The death of Floyd at the hands of the police was, we all know, not an isolated incident. In recent years particularly, street demonstrations have occurred following killings of black people. The organization Black Lives Matter was formed in 2013 following the acquittal of George Zimmerman for the murder of 17-year-old Trayvon Martin in Sanford, Florida. On its website, BLM describes itself as “a global organization in the US, UK, and Canada, whose mission is to eradicate white supremacy and build local power to intervene in violence inflicted on Black communities by the state and vigilantes.”

Signs carrying the Black Lives Matter message were everywhere during the protest demonstrations following Floyd’s death. In Washington, Mayor Muriel Bowser authorized the painting of the slogan in giant yellow letters on 16th Street near the White House on June 5. That two-block portion of the street was renamed “Black Lives Matter Plaza.”

For a year or more, two large “Black Lives Matter” banners have hung on the church that I attend. The congregation is almost entirely white people. I have felt uncomfortable with these banners, not because of the message—I agree that black lives do and should matter—but because I have questioned whether a white congregation has the moral right to claim ownership of that message.

I have now come to realize that the very asking of that question reinforces in my mind the “othering” of black people. Would it be appropriate only for “them” to proclaim Black Lives Matter? My own questioning is telling me that I am not immune from the effects of implicit racism that are embedded in the culture of America. I could not have lived in the United States for more than seventy years without being molded by that culture and its ill effects. In a country where black lives have been less valued ever since 1619, I have received at no cost the advantage of being white. 

The congregation’s endorsement of the Black Lives Matter message is not a declaration of our white enlightenment or a confession of white guilt. It is an affirmation that we value black lives. It is a message of welcome. It is a pledge of alliance in the necessary and overdue work of shifting the center of American culture away from white advantage, away from the country’s often obscured history of white supremacy.
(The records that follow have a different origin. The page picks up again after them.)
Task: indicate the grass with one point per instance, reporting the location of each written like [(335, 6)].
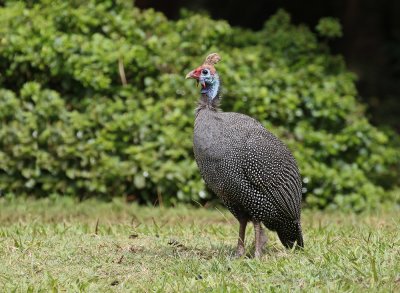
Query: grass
[(93, 246)]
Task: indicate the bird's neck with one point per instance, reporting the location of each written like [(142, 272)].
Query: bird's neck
[(209, 97)]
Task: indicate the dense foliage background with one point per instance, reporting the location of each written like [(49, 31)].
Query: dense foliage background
[(94, 103)]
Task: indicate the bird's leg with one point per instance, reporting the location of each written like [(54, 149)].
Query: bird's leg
[(242, 230), (264, 238), (259, 239)]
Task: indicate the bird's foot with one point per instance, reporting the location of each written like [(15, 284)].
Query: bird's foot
[(258, 254), (240, 251)]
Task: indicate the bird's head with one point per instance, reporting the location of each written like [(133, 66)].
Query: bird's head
[(207, 76)]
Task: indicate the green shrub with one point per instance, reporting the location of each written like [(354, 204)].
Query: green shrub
[(71, 125)]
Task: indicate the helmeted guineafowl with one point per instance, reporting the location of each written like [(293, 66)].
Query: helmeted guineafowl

On June 12, two white police officers in Atlanta confronted Rayshard Brooks, a black man who was sleeping in his car before the officers arrived at a Wendy’s drive-in. Brooks admitted that he had been drinking and said that he could walk to his sister’s house, if the officers would allow him to lock up his car under their supervision, but the officers instead attempted to put him in handcuffs. A scuffle ensued, Brooks getting hold of one officer’s Taser before being shot twice in the back as he attempted to flee.

Meanwhile in the shadow of these events lurked the coronavirus. Between the two killings—Floyd on May 25 and Brooks on June 12—some 15,000 people died from covid-19 in the United States. As if we needed further evidence of the supremacy our culture affords white people, black Americans were dying at a rate 2.3 times higher than the rate of coronavirus death among white people.